La campagne électorale est terminée depuis plusieurs mois, mais les tensions sont restées vives. Un homme de 56 ans, chef de l’opposition municipale à Essegney, a été condamné mercredi à deux ans d’emprisonnement avec sursis pour des menaces de mort visant le maire de cette commune d’environ 750 habitants.
L’affaire a éclaté après l’envoi d’un SMS particulièrement violent adressé au maire Emmanuel Gaboraud. « Si mercredi soir tu n’as pas démissionné de ton poste de maire avec ton équipe de branleur (sic) on va s’occuper de ta femme et de ton gosse et ensuite toi on va te crever tu vas saigner », avait écrit lundi le prévenu depuis un téléphone prépayé.
Comment les enquêteurs l’ont-ils retrouvé ?

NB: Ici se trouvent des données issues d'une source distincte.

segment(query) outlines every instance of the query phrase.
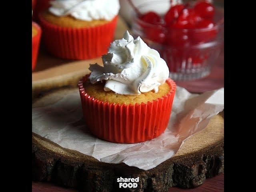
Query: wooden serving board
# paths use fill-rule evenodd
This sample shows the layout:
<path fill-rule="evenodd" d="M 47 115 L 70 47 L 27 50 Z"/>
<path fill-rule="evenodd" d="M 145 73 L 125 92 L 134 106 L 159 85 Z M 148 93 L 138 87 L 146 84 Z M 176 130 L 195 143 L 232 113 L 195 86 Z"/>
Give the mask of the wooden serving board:
<path fill-rule="evenodd" d="M 54 103 L 76 90 L 78 91 L 77 88 L 66 88 L 48 93 L 34 101 L 32 107 Z M 224 123 L 223 112 L 212 117 L 204 130 L 188 138 L 173 157 L 147 171 L 124 163 L 101 162 L 32 133 L 32 180 L 83 191 L 121 191 L 116 182 L 120 176 L 139 177 L 138 186 L 132 191 L 162 192 L 174 186 L 196 187 L 206 178 L 224 171 Z"/>
<path fill-rule="evenodd" d="M 114 38 L 121 39 L 124 32 L 129 30 L 120 16 Z M 102 64 L 101 57 L 78 61 L 57 58 L 47 53 L 42 44 L 36 69 L 32 73 L 32 98 L 42 92 L 57 88 L 75 86 L 80 78 L 88 73 L 90 64 Z"/>

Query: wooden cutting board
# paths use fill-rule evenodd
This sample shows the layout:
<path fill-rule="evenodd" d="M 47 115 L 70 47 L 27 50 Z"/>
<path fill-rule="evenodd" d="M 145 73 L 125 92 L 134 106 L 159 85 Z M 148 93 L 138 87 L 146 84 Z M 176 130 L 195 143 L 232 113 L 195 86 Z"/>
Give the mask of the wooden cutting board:
<path fill-rule="evenodd" d="M 114 38 L 121 39 L 126 30 L 129 28 L 119 16 Z M 47 53 L 42 44 L 36 66 L 32 73 L 32 98 L 54 88 L 75 86 L 81 78 L 89 72 L 90 64 L 102 64 L 101 57 L 78 61 L 57 58 Z"/>
<path fill-rule="evenodd" d="M 34 100 L 32 107 L 54 104 L 74 91 L 78 88 L 52 91 Z M 120 191 L 116 181 L 120 176 L 139 177 L 136 191 L 161 192 L 174 186 L 196 187 L 206 178 L 224 171 L 224 123 L 222 112 L 212 118 L 204 130 L 188 138 L 173 157 L 147 171 L 124 163 L 101 162 L 32 133 L 32 179 L 83 191 Z"/>

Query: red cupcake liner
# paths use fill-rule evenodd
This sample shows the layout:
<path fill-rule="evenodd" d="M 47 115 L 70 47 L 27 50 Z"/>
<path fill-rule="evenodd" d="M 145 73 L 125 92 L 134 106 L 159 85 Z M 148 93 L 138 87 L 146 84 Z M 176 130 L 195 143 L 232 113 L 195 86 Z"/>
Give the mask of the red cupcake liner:
<path fill-rule="evenodd" d="M 64 59 L 84 60 L 101 56 L 113 41 L 118 16 L 102 25 L 84 28 L 62 27 L 39 19 L 48 51 Z"/>
<path fill-rule="evenodd" d="M 42 30 L 38 25 L 33 21 L 32 22 L 32 25 L 35 27 L 37 30 L 37 33 L 32 38 L 32 71 L 33 71 L 35 69 L 36 64 L 36 60 L 40 45 Z"/>
<path fill-rule="evenodd" d="M 104 140 L 120 143 L 135 143 L 157 137 L 166 129 L 170 118 L 176 84 L 166 80 L 170 90 L 168 94 L 152 102 L 135 105 L 103 102 L 86 92 L 83 83 L 78 86 L 86 125 L 92 133 Z"/>
<path fill-rule="evenodd" d="M 36 4 L 36 0 L 32 0 L 32 10 L 34 12 L 35 11 Z"/>

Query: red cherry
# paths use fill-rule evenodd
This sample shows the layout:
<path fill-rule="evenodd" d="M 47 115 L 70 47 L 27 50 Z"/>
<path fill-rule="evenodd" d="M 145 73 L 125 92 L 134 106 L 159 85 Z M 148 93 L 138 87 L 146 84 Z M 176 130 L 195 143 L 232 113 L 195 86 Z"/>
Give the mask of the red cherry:
<path fill-rule="evenodd" d="M 183 10 L 177 20 L 174 22 L 172 27 L 182 29 L 193 28 L 201 20 L 201 18 L 194 10 L 185 8 Z"/>
<path fill-rule="evenodd" d="M 163 43 L 166 40 L 166 33 L 164 30 L 156 27 L 144 30 L 146 37 L 150 40 L 159 43 Z"/>
<path fill-rule="evenodd" d="M 204 19 L 196 25 L 196 28 L 202 29 L 196 30 L 191 32 L 190 36 L 192 37 L 194 44 L 201 42 L 208 42 L 214 40 L 217 33 L 216 29 L 212 22 L 208 19 Z"/>
<path fill-rule="evenodd" d="M 188 33 L 180 28 L 169 28 L 166 38 L 167 44 L 175 46 L 182 46 L 189 42 Z"/>
<path fill-rule="evenodd" d="M 194 7 L 196 12 L 203 18 L 212 19 L 214 15 L 214 8 L 210 3 L 205 1 L 198 2 Z"/>
<path fill-rule="evenodd" d="M 178 18 L 184 8 L 185 6 L 183 4 L 172 6 L 164 16 L 164 20 L 166 25 L 168 25 L 174 19 Z"/>
<path fill-rule="evenodd" d="M 151 24 L 158 24 L 161 22 L 161 17 L 152 11 L 148 12 L 139 18 L 143 21 Z"/>

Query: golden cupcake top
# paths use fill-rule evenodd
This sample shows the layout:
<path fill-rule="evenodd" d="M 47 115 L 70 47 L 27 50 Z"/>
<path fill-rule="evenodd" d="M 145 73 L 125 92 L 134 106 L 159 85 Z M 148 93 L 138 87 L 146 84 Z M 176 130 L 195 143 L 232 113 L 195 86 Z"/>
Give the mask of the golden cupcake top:
<path fill-rule="evenodd" d="M 51 24 L 62 27 L 79 28 L 93 27 L 104 25 L 109 22 L 106 20 L 101 20 L 91 21 L 79 20 L 70 15 L 59 17 L 54 15 L 48 10 L 41 13 L 41 16 Z"/>
<path fill-rule="evenodd" d="M 116 94 L 112 91 L 105 91 L 104 85 L 104 83 L 99 82 L 92 84 L 88 80 L 83 84 L 86 93 L 94 98 L 104 102 L 118 103 L 120 105 L 135 105 L 136 103 L 140 104 L 142 102 L 147 103 L 148 101 L 152 102 L 166 95 L 170 90 L 170 86 L 166 82 L 158 87 L 157 93 L 151 90 L 139 95 L 121 95 Z"/>
<path fill-rule="evenodd" d="M 33 24 L 32 24 L 32 37 L 37 34 L 38 32 L 38 30 L 37 28 Z"/>

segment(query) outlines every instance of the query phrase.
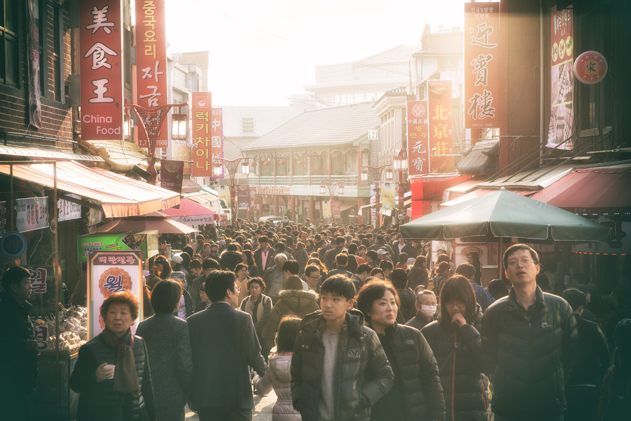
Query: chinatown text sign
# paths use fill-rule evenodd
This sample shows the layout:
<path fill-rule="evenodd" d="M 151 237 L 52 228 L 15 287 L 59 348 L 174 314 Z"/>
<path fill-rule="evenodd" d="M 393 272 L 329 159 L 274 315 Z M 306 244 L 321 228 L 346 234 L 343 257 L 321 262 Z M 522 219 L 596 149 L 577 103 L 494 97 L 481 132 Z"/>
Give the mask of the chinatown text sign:
<path fill-rule="evenodd" d="M 79 2 L 83 140 L 123 140 L 121 1 Z"/>
<path fill-rule="evenodd" d="M 451 80 L 428 80 L 430 168 L 437 173 L 453 172 L 454 125 Z"/>
<path fill-rule="evenodd" d="M 408 113 L 408 174 L 410 175 L 429 174 L 427 100 L 408 101 L 406 108 Z"/>
<path fill-rule="evenodd" d="M 167 104 L 167 33 L 165 0 L 136 0 L 138 98 L 136 104 L 155 110 Z M 168 147 L 165 125 L 156 138 L 156 148 Z M 147 134 L 138 131 L 138 145 L 148 147 Z"/>
<path fill-rule="evenodd" d="M 572 9 L 550 11 L 550 124 L 548 132 L 549 148 L 554 148 L 568 138 L 572 137 L 574 122 L 573 103 L 574 74 L 574 15 Z M 559 146 L 572 149 L 572 140 Z"/>
<path fill-rule="evenodd" d="M 500 3 L 464 3 L 464 127 L 499 127 Z"/>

Les gendarmes ont rapidement remonté sa trace grâce aux caméras de vidéosurveillance du magasin où le téléphone avait été acheté. Interpellé mardi puis placé en garde à vue, l’homme a reconnu être l’auteur du SMS. Au cours de son audition, il a également admis avoir envoyé un précédent courrier menaçant en mai. Il y donnait au maire jusqu’à la fin du mois pour quitter ses fonctions, sous peine qu’« un grand malheur » frappe l’élu ou un membre de sa famille.
Le mis en cause avait conduit l’une des deux listes en lice lors des dernières élections municipales. Il avait été battu en mars avec 46,5 % des voix. Selon le procureur d’Épinal, Frédéric Nahon, le quinquagénaire a expliqué avoir « perdu pied ». Il a notamment invoqué le fait que la victime avait présenté une liste concurrente à la sienne lors des dernières municipales. L’homme a également évoqué un différend concernant l’attribution du bail d’un terrain de chasse. Ces explications n’ont pas empêché sa condamnation dans le cadre d’une procédure de comparution sur reconnaissance préalable de culpabilité.
Reconnu coupable de menaces de mort sur un élu, il a écopé de deux ans de prison avec sursis et de 2.000 euros d’amende. La justice lui interdit également pendant trois ans d’entrer en contact avec Emmanuel Gaboraud et sa famille, de même que de se rendre à la mairie. Mardi soir, selon Vosges Matin, une quarantaine d’élus locaux et une vingtaine d’habitants s’étaient rassemblés pour apporter leur soutien au maire.